# For Sale:look Carbon Kg 451 Frame, Hc 3 Fork, Ergo 2 Seatpost



## Bash (Feb 3, 2007)

*FOR SALE:* NEW! (NOS) 2005 LOOK CARBON KG 451 FRAME, HC 3 FORK, ERGO 2 SEATPOST


*FRAMESET INFO: *The KG 451 is the updated-for-2005 version of Look's longtime bread-and-butter frameset, the KG 361. If Look could only offer one frame, this would be the one. Dollar-for-dollar, you can't buy yourself a more versatile race frame. It's built from Pro Max High Resistance carbon fiber tubing, measurably stiffer than either aluminum or titanium. The multi-directional fibers are laid according to the specific stress points of the frame, with SLT Pro lugs further enhancing lateral stiffness. New for 2005 is the upgrade to the Look HSC 3 carbon fiber fork with an aluminum steerer tube.
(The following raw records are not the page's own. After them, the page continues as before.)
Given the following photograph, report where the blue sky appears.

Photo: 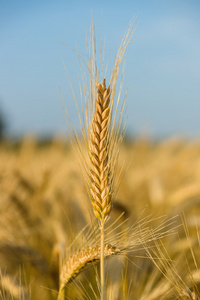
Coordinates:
[0,0,200,137]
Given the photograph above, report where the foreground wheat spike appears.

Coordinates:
[60,18,134,300]
[90,79,111,222]
[60,244,119,291]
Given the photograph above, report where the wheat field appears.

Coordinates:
[0,20,200,300]
[0,137,200,300]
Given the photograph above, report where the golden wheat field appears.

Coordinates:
[0,137,200,300]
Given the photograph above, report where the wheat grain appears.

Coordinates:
[90,79,111,221]
[60,244,119,291]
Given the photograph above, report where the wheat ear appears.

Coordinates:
[90,79,111,222]
[58,244,120,300]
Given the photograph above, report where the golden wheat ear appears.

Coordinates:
[89,79,111,221]
[59,18,134,300]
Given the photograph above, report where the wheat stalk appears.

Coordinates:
[60,18,136,300]
[90,79,111,222]
[58,244,120,300]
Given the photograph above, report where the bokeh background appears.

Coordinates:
[0,0,200,138]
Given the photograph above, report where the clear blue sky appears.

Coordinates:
[0,0,200,137]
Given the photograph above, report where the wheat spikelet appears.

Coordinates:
[90,79,111,220]
[60,244,119,291]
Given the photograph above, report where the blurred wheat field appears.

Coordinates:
[0,138,200,300]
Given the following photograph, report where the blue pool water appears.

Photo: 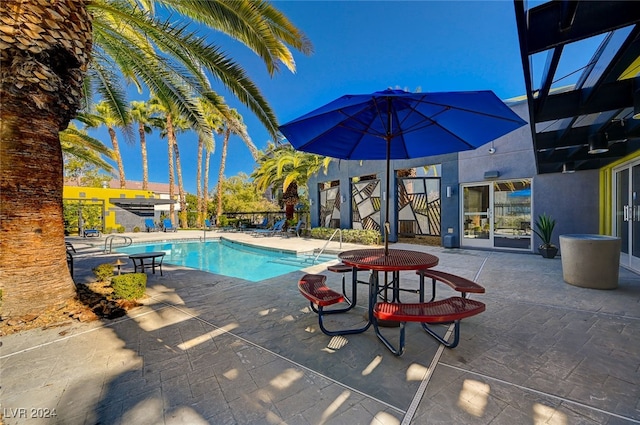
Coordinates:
[118,240,336,282]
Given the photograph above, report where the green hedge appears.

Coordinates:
[92,263,113,282]
[311,227,380,245]
[111,273,147,300]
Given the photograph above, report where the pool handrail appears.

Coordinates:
[104,235,133,254]
[313,229,342,264]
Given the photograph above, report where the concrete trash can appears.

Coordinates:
[442,235,458,248]
[560,234,621,289]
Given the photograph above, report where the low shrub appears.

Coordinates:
[311,227,380,245]
[111,273,147,300]
[92,263,113,282]
[218,215,229,227]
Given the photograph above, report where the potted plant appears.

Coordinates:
[533,214,558,258]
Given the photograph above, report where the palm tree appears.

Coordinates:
[216,109,259,217]
[130,101,153,190]
[251,144,331,220]
[149,97,189,228]
[0,0,311,317]
[60,123,113,173]
[196,98,222,226]
[91,102,129,189]
[0,0,91,317]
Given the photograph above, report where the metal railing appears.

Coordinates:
[104,235,133,254]
[313,228,342,264]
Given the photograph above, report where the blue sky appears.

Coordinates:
[100,0,536,193]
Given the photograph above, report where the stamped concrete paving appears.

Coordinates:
[0,232,640,424]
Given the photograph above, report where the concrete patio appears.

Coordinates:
[0,231,640,425]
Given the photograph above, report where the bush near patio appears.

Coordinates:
[92,263,113,282]
[311,227,380,245]
[111,273,147,300]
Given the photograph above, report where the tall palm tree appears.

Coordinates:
[196,98,222,226]
[0,0,91,317]
[216,109,259,217]
[0,0,311,316]
[60,123,113,173]
[251,143,331,220]
[130,101,153,190]
[149,97,191,228]
[93,102,129,189]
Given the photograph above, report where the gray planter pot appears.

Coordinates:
[560,235,621,289]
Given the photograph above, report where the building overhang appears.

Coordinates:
[109,198,176,208]
[514,0,640,174]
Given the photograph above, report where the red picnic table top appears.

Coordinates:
[338,248,439,271]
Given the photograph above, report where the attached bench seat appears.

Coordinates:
[298,274,371,336]
[373,269,485,356]
[298,274,344,306]
[416,269,485,302]
[373,297,485,356]
[373,297,485,323]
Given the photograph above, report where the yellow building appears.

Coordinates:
[62,185,175,234]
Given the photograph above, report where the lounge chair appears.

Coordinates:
[82,229,100,238]
[163,218,178,232]
[287,220,306,237]
[256,217,269,229]
[252,218,287,236]
[144,218,158,232]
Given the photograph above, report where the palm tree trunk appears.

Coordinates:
[202,151,211,222]
[107,127,127,189]
[0,0,92,317]
[196,136,204,227]
[138,123,149,190]
[216,129,231,217]
[174,137,188,229]
[167,114,176,223]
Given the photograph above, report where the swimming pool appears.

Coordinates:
[118,240,336,282]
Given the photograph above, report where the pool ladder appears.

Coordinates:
[104,235,133,254]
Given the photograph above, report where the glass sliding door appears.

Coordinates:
[613,161,640,272]
[461,179,532,250]
[493,180,532,250]
[462,183,492,248]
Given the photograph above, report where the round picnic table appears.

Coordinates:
[338,248,440,326]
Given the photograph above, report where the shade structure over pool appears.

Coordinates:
[279,90,526,252]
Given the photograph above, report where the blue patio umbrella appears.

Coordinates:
[279,90,526,254]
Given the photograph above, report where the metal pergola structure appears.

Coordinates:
[514,0,640,174]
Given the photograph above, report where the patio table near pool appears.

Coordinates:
[129,251,165,276]
[298,249,439,336]
[338,248,439,310]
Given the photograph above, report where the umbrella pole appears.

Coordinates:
[384,97,391,256]
[384,144,391,255]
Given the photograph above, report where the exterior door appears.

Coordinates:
[461,179,532,251]
[462,183,493,248]
[613,161,640,272]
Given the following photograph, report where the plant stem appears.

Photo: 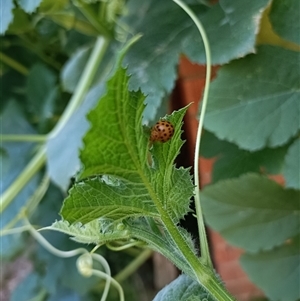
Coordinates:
[78,0,112,38]
[114,249,153,282]
[0,146,46,213]
[158,208,235,301]
[173,0,213,268]
[0,51,29,75]
[49,37,109,139]
[0,37,109,213]
[0,135,47,142]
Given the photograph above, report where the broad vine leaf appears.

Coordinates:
[205,46,300,151]
[283,139,300,190]
[241,236,300,301]
[153,275,215,301]
[46,85,104,191]
[270,0,300,44]
[120,0,269,120]
[61,63,193,224]
[202,174,300,252]
[200,131,289,182]
[0,0,14,34]
[17,0,42,13]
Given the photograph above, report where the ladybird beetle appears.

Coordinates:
[150,120,174,142]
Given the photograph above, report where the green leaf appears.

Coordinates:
[283,139,300,189]
[48,11,98,36]
[200,131,288,183]
[205,46,300,151]
[202,174,300,252]
[120,0,268,120]
[17,0,42,13]
[269,0,300,44]
[241,236,300,301]
[0,0,14,35]
[61,64,193,223]
[153,275,215,301]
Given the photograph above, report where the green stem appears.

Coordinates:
[0,52,29,75]
[114,249,153,282]
[161,214,235,301]
[78,0,112,38]
[0,37,109,213]
[0,135,47,142]
[0,147,46,213]
[173,0,213,268]
[49,37,109,138]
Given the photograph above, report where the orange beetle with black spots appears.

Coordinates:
[150,120,174,143]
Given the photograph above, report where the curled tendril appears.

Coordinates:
[0,218,125,301]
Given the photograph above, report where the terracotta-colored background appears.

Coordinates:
[173,57,263,301]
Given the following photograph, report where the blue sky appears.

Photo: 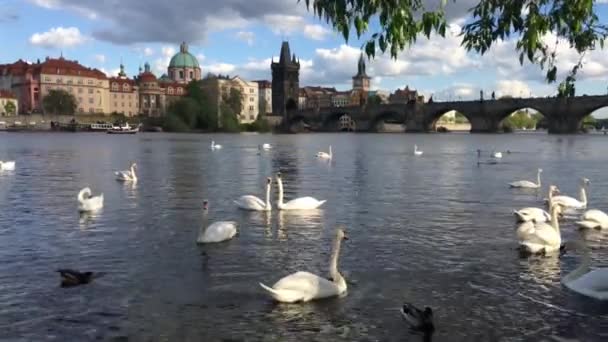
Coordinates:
[0,0,608,116]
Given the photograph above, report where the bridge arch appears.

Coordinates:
[369,110,405,131]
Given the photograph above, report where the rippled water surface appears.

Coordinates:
[0,133,608,341]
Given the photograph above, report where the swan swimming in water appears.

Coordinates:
[513,185,557,222]
[552,178,590,209]
[260,228,348,303]
[211,140,222,150]
[196,200,238,243]
[576,209,608,229]
[234,177,272,211]
[562,246,608,300]
[78,187,103,211]
[114,163,137,182]
[0,160,15,171]
[517,203,562,254]
[317,145,333,160]
[509,169,543,189]
[277,172,326,210]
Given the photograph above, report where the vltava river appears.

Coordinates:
[0,133,608,341]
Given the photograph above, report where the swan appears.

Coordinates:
[277,172,326,210]
[211,140,222,150]
[260,228,348,303]
[399,303,435,332]
[517,204,562,254]
[0,160,15,171]
[114,163,137,182]
[317,145,333,160]
[576,209,608,229]
[78,187,103,211]
[513,185,557,222]
[509,169,543,189]
[234,177,272,211]
[552,178,590,209]
[562,247,608,300]
[196,200,237,243]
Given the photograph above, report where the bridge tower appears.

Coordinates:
[270,41,300,118]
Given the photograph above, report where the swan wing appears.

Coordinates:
[197,221,237,243]
[563,268,608,300]
[282,197,326,210]
[234,195,266,210]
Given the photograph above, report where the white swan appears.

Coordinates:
[562,247,608,300]
[513,185,557,222]
[234,177,272,211]
[576,209,608,229]
[517,204,562,254]
[78,187,103,212]
[509,169,543,189]
[317,145,333,160]
[211,140,222,150]
[114,163,137,182]
[552,178,589,209]
[0,160,15,171]
[260,229,348,303]
[277,172,326,210]
[196,200,237,243]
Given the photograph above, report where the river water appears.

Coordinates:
[0,133,608,341]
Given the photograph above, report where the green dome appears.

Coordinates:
[169,43,199,68]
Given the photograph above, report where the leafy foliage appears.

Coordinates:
[42,89,78,115]
[298,0,608,88]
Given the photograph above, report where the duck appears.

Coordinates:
[399,303,435,332]
[260,228,348,303]
[234,177,272,211]
[114,163,137,182]
[509,169,543,189]
[0,160,15,171]
[551,178,590,210]
[576,209,608,229]
[196,200,238,244]
[317,145,333,160]
[277,172,327,210]
[57,268,94,287]
[211,140,222,150]
[513,185,557,222]
[78,187,103,212]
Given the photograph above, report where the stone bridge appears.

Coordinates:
[283,96,608,134]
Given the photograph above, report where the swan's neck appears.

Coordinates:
[277,178,283,208]
[562,250,591,283]
[329,238,346,290]
[266,183,270,209]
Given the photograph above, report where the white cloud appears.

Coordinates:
[94,54,106,64]
[236,31,255,46]
[303,24,331,40]
[30,26,89,48]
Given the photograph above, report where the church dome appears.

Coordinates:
[169,42,199,68]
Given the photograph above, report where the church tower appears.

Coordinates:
[270,42,300,116]
[353,53,370,91]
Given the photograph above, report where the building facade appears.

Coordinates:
[0,89,19,116]
[255,80,272,115]
[270,42,300,116]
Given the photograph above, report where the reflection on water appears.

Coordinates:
[0,134,608,342]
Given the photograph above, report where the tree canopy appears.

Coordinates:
[42,89,78,115]
[298,0,608,91]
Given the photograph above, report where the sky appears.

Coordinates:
[0,0,608,116]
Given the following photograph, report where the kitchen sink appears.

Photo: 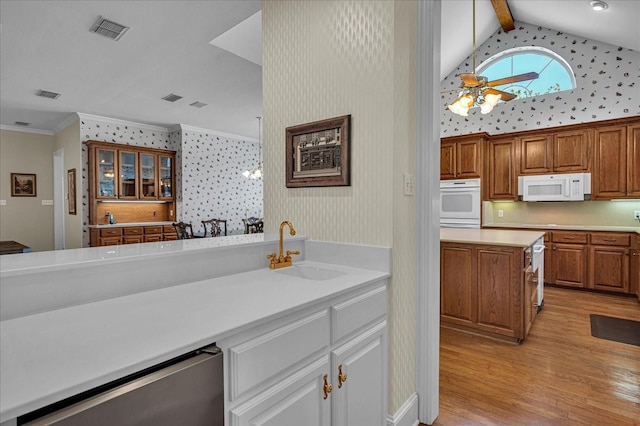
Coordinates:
[275,265,345,281]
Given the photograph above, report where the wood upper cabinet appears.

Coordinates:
[519,130,590,175]
[591,120,640,200]
[440,135,484,180]
[484,138,518,201]
[627,124,640,198]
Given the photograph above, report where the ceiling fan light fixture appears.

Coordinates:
[447,93,475,117]
[590,1,609,12]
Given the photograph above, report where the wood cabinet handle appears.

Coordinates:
[338,364,347,388]
[322,374,333,399]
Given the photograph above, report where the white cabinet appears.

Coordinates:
[222,280,387,426]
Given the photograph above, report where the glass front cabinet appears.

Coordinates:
[85,141,176,225]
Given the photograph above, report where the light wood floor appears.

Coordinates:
[434,287,640,426]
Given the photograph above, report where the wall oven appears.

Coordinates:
[440,179,482,228]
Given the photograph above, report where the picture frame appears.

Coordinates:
[67,169,78,214]
[11,173,37,197]
[285,115,351,188]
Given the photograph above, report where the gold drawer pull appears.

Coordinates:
[338,364,347,388]
[322,374,333,399]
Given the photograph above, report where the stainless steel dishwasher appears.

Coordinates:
[18,345,224,426]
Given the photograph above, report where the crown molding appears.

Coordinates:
[178,124,260,143]
[0,124,55,136]
[76,112,171,132]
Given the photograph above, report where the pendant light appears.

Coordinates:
[242,117,262,180]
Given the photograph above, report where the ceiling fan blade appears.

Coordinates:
[483,89,516,102]
[487,72,540,87]
[458,73,480,87]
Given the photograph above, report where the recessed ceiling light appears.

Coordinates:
[162,93,182,102]
[591,1,609,12]
[89,16,129,41]
[36,90,60,99]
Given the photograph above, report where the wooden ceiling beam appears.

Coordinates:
[491,0,516,33]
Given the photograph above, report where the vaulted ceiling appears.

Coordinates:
[0,0,640,139]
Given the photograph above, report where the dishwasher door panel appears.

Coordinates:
[25,353,224,426]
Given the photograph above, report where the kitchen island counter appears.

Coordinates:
[0,239,390,424]
[440,228,544,247]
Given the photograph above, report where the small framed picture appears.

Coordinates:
[11,173,36,197]
[286,115,351,188]
[67,169,78,214]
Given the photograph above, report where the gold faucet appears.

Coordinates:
[267,220,300,269]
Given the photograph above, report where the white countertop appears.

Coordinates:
[482,223,640,234]
[440,228,544,247]
[0,260,389,422]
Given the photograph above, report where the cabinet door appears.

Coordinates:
[440,142,456,179]
[332,321,387,426]
[159,155,174,199]
[140,153,158,199]
[440,243,477,325]
[487,139,518,200]
[591,126,627,200]
[476,247,524,339]
[589,246,629,293]
[456,139,482,179]
[627,124,640,198]
[520,135,553,175]
[95,148,118,199]
[118,151,138,199]
[228,355,330,426]
[551,243,587,288]
[553,130,589,172]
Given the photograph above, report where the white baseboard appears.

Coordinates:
[387,393,420,426]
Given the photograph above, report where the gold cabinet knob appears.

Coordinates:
[338,364,347,388]
[322,374,333,399]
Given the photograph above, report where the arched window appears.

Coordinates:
[476,46,576,99]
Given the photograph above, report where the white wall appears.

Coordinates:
[262,1,417,413]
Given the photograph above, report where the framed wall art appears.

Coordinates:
[286,115,351,188]
[67,169,78,214]
[11,173,36,197]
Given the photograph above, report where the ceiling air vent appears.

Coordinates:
[36,90,60,99]
[90,16,129,41]
[162,93,182,102]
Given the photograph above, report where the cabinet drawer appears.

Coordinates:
[228,309,329,399]
[144,226,162,234]
[591,233,631,247]
[331,287,387,343]
[552,231,587,244]
[100,228,122,237]
[124,226,142,235]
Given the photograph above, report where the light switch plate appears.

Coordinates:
[402,173,415,196]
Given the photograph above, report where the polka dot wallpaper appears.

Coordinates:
[440,22,640,137]
[80,115,263,247]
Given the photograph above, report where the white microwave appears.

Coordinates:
[518,173,591,201]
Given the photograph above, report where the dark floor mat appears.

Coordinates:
[590,314,640,346]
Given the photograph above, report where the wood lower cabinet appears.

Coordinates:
[440,242,537,341]
[217,280,387,426]
[89,225,178,247]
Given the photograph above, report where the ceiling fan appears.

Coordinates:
[443,0,539,117]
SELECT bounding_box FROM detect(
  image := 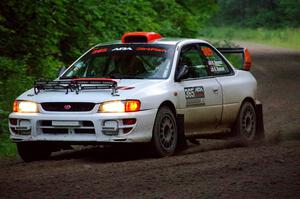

The 451's replaceable derailleur hangar can be replaced in case of a crash

*REVIEWS:* http://www.roadbikereview.com/cat/frames-and-forks/frames/Look/PRD_298993_2493crx.aspx

*SPECS:*

SEAT TUBE: 57cm C-C; 59.5cm C-T (Top of seat tube)
TOP TUBE: 57.5cm C-C
HEAD TUBE LENGTH: 15.75cm
HEAD ANGLE: 72.5
SEAT ANGLE: 72.5
STAND OVER: 835mm 
FRAME WEIGHT: 3.2 lbs 
SEATPOST SIZE: 25.0
HEADSET: Takes 1" Standard (non-integrated)

FORK: Standard 1" Carbon HSC 3 (All Carbon) 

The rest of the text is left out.